I should be the utmost of honesty, generosity, considerateness, justice, dignity, courage, unselfishness. I should be the perfect lover, husband, wife, and teacher. I should be able to endure everything, should like everybody, should love my parents, my husband, my wife, my country: or. I should not be attached to anything or anybody, nothing should matter to me, I should never feel hurt, and I should always be serene and unruffled. I should always enjoy life: or, I should be above pleasure and enjoyment. I should be spontaneous; I should always control my feelings. I should know, understand, and foresee everything.
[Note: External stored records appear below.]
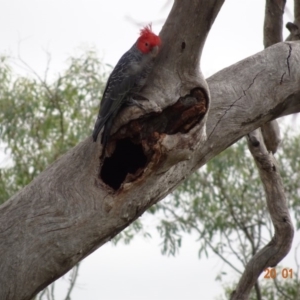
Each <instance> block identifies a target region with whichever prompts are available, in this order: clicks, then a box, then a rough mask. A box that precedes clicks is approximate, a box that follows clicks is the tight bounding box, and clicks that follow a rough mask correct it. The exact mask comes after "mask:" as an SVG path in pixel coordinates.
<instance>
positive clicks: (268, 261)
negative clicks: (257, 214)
mask: <svg viewBox="0 0 300 300" xmlns="http://www.w3.org/2000/svg"><path fill="white" fill-rule="evenodd" d="M254 134H255V135H256V139H257V140H258V145H257V146H253V144H252V142H251V141H250V140H249V142H248V146H249V149H250V151H251V154H252V155H253V158H254V159H255V162H256V165H257V167H258V169H259V173H260V177H261V179H262V182H263V185H264V189H265V192H266V197H267V206H268V209H269V212H270V215H271V219H272V222H273V225H274V228H275V234H274V237H273V238H272V240H271V241H270V243H269V244H268V245H266V246H265V247H264V248H263V249H262V250H260V251H259V252H258V253H257V254H256V255H255V256H253V257H252V259H251V260H250V261H249V263H248V264H247V266H246V269H245V271H244V273H243V275H242V277H241V279H240V281H239V283H238V286H237V289H236V291H234V292H233V293H232V296H231V299H232V300H237V299H238V300H246V299H248V296H249V293H250V291H251V288H252V287H253V286H254V285H255V282H256V281H257V279H258V277H259V275H260V274H261V273H262V272H263V270H264V269H266V268H268V267H275V266H276V265H277V264H278V263H279V262H280V261H281V260H282V259H283V258H284V257H285V256H286V255H287V253H288V252H289V251H290V249H291V246H292V241H293V236H294V228H293V225H292V221H291V217H290V214H289V211H288V207H287V201H286V198H285V194H284V187H283V184H282V181H281V177H280V175H279V173H278V170H277V165H276V161H275V159H274V157H273V155H272V154H269V153H268V151H267V149H266V147H265V145H264V143H263V138H262V136H261V133H260V131H259V130H256V131H255V132H254Z"/></svg>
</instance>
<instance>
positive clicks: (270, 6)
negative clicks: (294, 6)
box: [264, 0, 286, 48]
mask: <svg viewBox="0 0 300 300" xmlns="http://www.w3.org/2000/svg"><path fill="white" fill-rule="evenodd" d="M285 3H286V0H266V9H265V22H264V46H265V48H267V47H269V46H272V45H274V44H276V43H279V42H282V24H283V13H284V7H285Z"/></svg>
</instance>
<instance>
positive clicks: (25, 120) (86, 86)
mask: <svg viewBox="0 0 300 300" xmlns="http://www.w3.org/2000/svg"><path fill="white" fill-rule="evenodd" d="M9 63H10V60H9V58H7V57H1V59H0V83H1V89H0V123H1V128H0V136H1V143H2V144H3V145H4V150H5V153H6V154H7V156H8V157H9V159H8V158H7V159H6V163H5V164H4V166H2V169H1V173H0V176H1V177H0V178H1V181H0V203H2V202H4V201H5V200H7V199H8V198H9V197H10V196H12V195H13V194H14V193H16V192H17V191H18V190H20V189H21V188H22V187H23V186H25V185H26V184H28V183H29V182H30V181H32V180H33V179H34V178H35V177H36V176H37V175H38V174H39V173H40V172H41V171H42V170H44V169H45V168H46V167H47V166H48V165H49V164H50V163H52V162H53V161H54V160H56V159H57V158H58V157H59V156H60V155H62V154H63V153H65V152H66V151H67V150H68V149H70V148H72V147H73V146H75V145H76V144H77V143H78V142H80V141H81V140H82V139H84V138H86V137H87V136H89V135H90V133H91V130H92V128H91V125H92V124H93V123H94V122H93V121H94V118H95V116H96V115H97V110H98V107H99V99H100V96H101V93H102V91H103V88H104V84H105V81H106V78H107V73H106V69H107V68H106V67H105V65H103V64H102V63H101V61H100V60H99V59H98V57H97V55H96V52H95V51H88V52H87V53H85V54H83V55H81V56H80V57H71V58H70V59H69V62H68V67H67V69H66V70H65V71H64V72H63V73H62V75H61V76H58V78H57V79H56V80H54V81H53V82H47V81H46V79H42V78H41V77H39V76H31V77H24V76H20V75H16V74H15V73H14V72H13V70H12V68H11V67H10V65H9ZM45 77H46V76H45ZM2 164H3V163H2Z"/></svg>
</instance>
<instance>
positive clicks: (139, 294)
mask: <svg viewBox="0 0 300 300" xmlns="http://www.w3.org/2000/svg"><path fill="white" fill-rule="evenodd" d="M169 2H170V3H169V5H167V6H165V3H166V1H163V0H143V1H141V0H97V1H96V0H84V1H83V0H72V1H71V0H51V1H50V0H26V1H24V0H0V7H1V9H0V54H10V55H12V56H14V57H17V56H18V55H20V56H21V57H22V59H23V60H25V61H26V62H27V63H28V64H29V65H30V66H31V67H32V68H34V69H35V70H36V71H37V72H38V73H40V74H43V71H44V70H45V67H46V62H47V59H46V57H47V56H46V52H49V53H50V54H51V66H50V67H51V68H50V71H51V73H52V74H56V73H59V72H61V71H62V70H63V69H64V67H65V62H66V59H67V58H68V57H69V56H70V55H73V54H75V53H78V52H80V51H82V50H80V49H86V48H89V47H94V48H96V49H97V50H98V51H99V54H100V56H101V57H102V58H103V61H104V62H106V63H109V64H111V65H115V64H116V63H117V61H118V59H119V58H120V56H121V55H122V54H123V53H124V52H125V51H127V50H128V49H129V48H130V47H131V45H132V44H133V43H134V41H135V40H136V38H137V36H138V32H139V29H140V26H142V25H146V24H148V23H150V22H152V23H153V29H154V31H155V32H156V33H159V31H160V28H161V26H162V24H163V23H162V21H163V20H164V19H165V18H166V16H167V15H168V13H169V10H170V7H171V3H172V1H169ZM264 2H265V1H263V0H227V1H226V3H225V4H224V6H223V8H222V10H221V12H220V14H219V16H218V18H217V20H216V22H215V24H214V25H213V28H212V30H211V33H210V35H209V37H208V40H207V43H206V46H205V48H204V52H203V56H202V62H201V64H202V71H203V73H204V75H205V76H209V75H212V74H213V73H215V72H216V71H218V70H220V69H222V68H224V67H226V66H229V65H231V64H233V63H235V62H237V61H239V60H241V59H243V58H245V57H247V56H250V55H253V54H255V53H256V52H259V51H261V50H262V49H263V42H262V25H263V15H264ZM287 7H288V10H289V11H288V12H287V13H286V15H285V22H287V21H292V16H291V13H290V12H292V1H291V0H288V1H287ZM287 34H288V33H287V31H285V36H286V35H287ZM143 218H147V216H143ZM148 227H149V230H152V232H153V235H154V236H155V235H156V234H155V228H151V226H150V225H148ZM298 240H299V237H298ZM159 243H160V240H159V239H158V238H157V237H154V238H153V239H148V240H144V239H142V238H137V239H136V240H135V241H134V242H133V243H132V244H130V246H122V245H120V246H118V247H113V246H112V245H110V244H107V245H105V246H103V247H102V248H101V249H99V250H98V251H96V252H95V253H94V254H92V255H90V256H89V257H88V258H87V259H86V260H85V261H84V262H83V263H82V266H81V268H80V274H79V279H78V283H77V287H76V288H75V291H74V293H73V297H72V299H73V300H82V299H87V300H98V299H101V300H112V299H114V300H119V299H120V300H125V299H128V300H129V299H130V300H133V299H140V300H167V299H170V300H171V299H172V300H176V299H178V300H189V299H190V300H192V299H204V300H206V299H207V300H211V299H213V298H214V296H217V295H219V294H220V293H221V291H222V288H221V284H220V283H219V282H216V281H215V277H216V275H217V273H218V272H219V271H220V270H221V269H222V267H223V264H222V262H220V261H219V260H218V259H217V258H216V257H215V256H214V255H211V256H210V257H209V259H205V258H204V259H201V260H199V259H198V257H197V251H198V245H197V243H196V242H195V239H194V238H193V237H187V238H186V240H185V241H184V246H183V249H182V251H181V252H180V255H179V256H178V257H176V258H173V257H169V258H168V257H163V256H162V255H161V254H160V247H159ZM281 264H282V265H284V266H286V267H287V268H293V267H295V266H294V259H293V253H291V254H289V255H288V257H287V258H285V259H284V260H283V261H282V263H281ZM231 279H232V278H231V277H228V281H230V280H231ZM60 282H61V283H60V284H59V287H58V288H57V292H58V294H59V295H60V297H62V296H61V295H62V294H63V291H64V286H67V280H66V279H65V280H64V279H63V280H61V281H60ZM60 299H61V298H58V300H60Z"/></svg>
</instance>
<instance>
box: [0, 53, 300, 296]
mask: <svg viewBox="0 0 300 300" xmlns="http://www.w3.org/2000/svg"><path fill="white" fill-rule="evenodd" d="M106 78H107V67H106V66H105V65H103V64H102V63H101V61H100V60H99V59H98V58H97V55H96V53H95V51H88V52H87V53H85V54H83V55H81V56H80V57H72V58H70V60H69V62H68V67H67V69H66V70H65V71H64V72H63V73H62V75H60V76H58V77H57V79H55V80H53V81H52V82H49V81H48V80H47V76H45V78H44V79H42V78H41V77H39V76H36V75H35V76H31V77H28V76H27V77H24V76H21V75H16V74H15V72H14V70H13V69H12V68H11V67H10V59H9V58H7V57H0V85H1V89H0V122H1V127H0V136H1V139H0V145H1V146H2V147H3V148H4V150H5V153H6V162H5V164H4V163H3V160H2V164H1V169H0V203H2V202H4V201H5V200H7V199H8V198H9V197H10V196H12V195H13V194H14V193H16V192H17V191H18V190H19V189H21V188H22V187H23V186H25V185H26V184H28V183H29V182H30V181H31V180H33V179H34V178H35V177H36V176H37V175H38V174H39V173H40V172H41V171H42V170H44V169H45V168H46V167H47V166H48V165H49V164H50V163H52V162H53V161H54V160H56V159H57V158H58V157H59V156H60V155H62V154H63V153H65V152H66V151H67V150H68V149H70V148H71V147H73V146H74V145H76V144H77V143H78V142H80V141H81V140H83V139H84V138H86V137H88V136H89V135H90V134H91V130H92V128H91V126H92V125H93V123H94V118H95V116H96V114H97V110H98V105H99V99H100V96H101V93H102V91H103V88H104V83H105V81H106ZM299 148H300V137H297V136H293V135H288V134H286V135H285V138H284V142H283V143H282V149H281V150H280V151H279V153H278V154H276V156H277V159H278V163H279V168H280V170H281V173H282V177H283V180H284V186H285V190H286V195H287V198H288V200H289V203H290V206H291V207H292V209H293V213H294V217H295V220H297V224H296V226H297V228H298V229H299V227H300V191H299V187H298V183H299V181H300V178H299V177H300V172H299V170H300V158H299V156H298V149H299ZM148 213H149V214H152V215H155V217H156V219H157V220H158V222H159V223H158V225H157V230H158V232H159V233H160V236H161V238H162V253H163V254H167V255H176V254H177V253H178V252H179V249H180V247H181V245H182V242H183V236H184V234H186V233H187V234H196V235H197V242H198V245H199V252H198V253H199V257H202V256H203V254H204V255H206V256H207V255H208V254H209V253H210V251H213V252H214V253H215V254H216V255H218V256H219V257H220V258H221V259H222V260H223V261H224V262H225V263H226V264H227V265H229V266H230V267H231V268H232V269H233V270H235V271H236V272H238V273H241V272H242V270H243V268H244V266H245V264H246V262H247V261H249V259H250V258H251V257H252V256H253V255H254V254H255V253H256V252H257V251H258V250H259V249H261V248H262V247H263V245H265V244H266V243H267V242H269V240H270V237H271V236H272V224H271V221H270V219H269V215H268V211H267V208H266V205H265V195H264V190H263V187H262V185H261V182H260V180H259V176H258V172H257V170H256V167H255V165H254V163H253V159H252V157H251V156H250V154H249V152H248V150H247V146H246V143H245V141H244V140H241V141H239V142H238V143H236V144H234V145H233V146H231V147H230V148H228V149H227V150H226V151H224V152H222V153H221V154H220V155H219V156H218V157H216V158H214V159H213V160H212V161H210V162H208V164H207V165H206V166H205V167H203V168H202V169H201V170H199V171H198V172H195V173H194V174H193V175H191V177H190V178H189V179H187V180H186V181H185V182H184V183H183V184H182V185H181V186H180V187H179V188H178V189H177V190H176V191H174V192H173V194H172V195H170V196H168V197H167V198H166V199H165V200H164V201H163V202H160V203H159V204H157V205H156V206H154V207H152V208H151V209H149V210H148ZM138 233H142V235H143V236H145V237H147V236H149V233H147V231H145V230H144V226H143V223H142V222H141V221H140V220H137V221H136V222H135V223H133V224H132V225H131V226H130V227H129V228H127V229H126V230H124V231H123V232H121V233H120V234H119V235H118V236H117V237H116V238H115V239H114V242H115V243H116V244H117V243H118V242H119V241H123V242H125V243H126V244H127V243H129V242H130V241H131V240H132V239H133V238H134V237H135V236H136V235H137V234H138ZM232 258H235V260H236V258H237V259H238V263H237V264H232V263H231V262H232ZM77 271H78V267H77V269H76V272H77ZM223 275H224V273H223V274H222V273H221V274H219V275H218V277H217V279H222V276H223ZM73 282H74V280H73ZM232 287H233V285H232V284H230V285H228V286H225V290H226V291H227V293H230V291H231V290H232ZM275 287H276V286H275ZM280 290H282V291H283V292H284V293H287V294H288V295H290V296H291V299H296V298H293V293H294V294H295V293H296V292H297V291H299V284H298V285H297V280H295V281H289V282H287V281H285V282H284V283H282V282H281V283H278V284H277V287H276V288H274V285H273V284H271V281H270V282H268V283H266V284H264V286H263V287H262V288H261V294H262V296H263V297H264V298H263V299H277V298H278V297H279V298H278V299H280V295H281V294H280V292H278V291H280ZM47 293H48V294H49V293H50V294H51V291H50V290H48V291H47ZM276 293H277V294H278V293H279V294H278V295H279V296H276V295H277V294H276ZM50 294H49V295H50ZM45 295H46V294H45ZM269 295H272V296H269ZM295 295H296V294H295ZM40 296H41V295H40ZM251 297H254V298H253V299H256V298H255V297H256V295H255V293H254V294H253V295H252V296H251ZM268 297H269V298H268ZM270 297H273V298H270ZM276 297H277V298H276ZM295 297H298V296H295ZM49 299H50V298H49Z"/></svg>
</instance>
I should be able to solve every problem of my own, or of others, in no time. I should be able to overcome every difficulty of mine as soon as I see it. I should never be tired or fall ill. I should always be able to find a job. I should be able to do things in one hour which can only be done in two to three hours. I should always be understanding, sympathetic, and helpful. I should be able to melt the heart of a criminal.
The peculiar characteristics of inner dictates all result from the necessity we feel to turn into our idealized self, and from the conviction that we can do so. They do not aim at real change but at immediate and absolute perfection. They aim at making the imperfection disappear, or at making it appear as if the particular perfection were attained. Only what is visible to others creates intense worries. The should, therefore lacks the moral seriousness of genuine ideals. The foremost element in conscious experience is self-criticism, a feeling of guilt for not being the supreme being.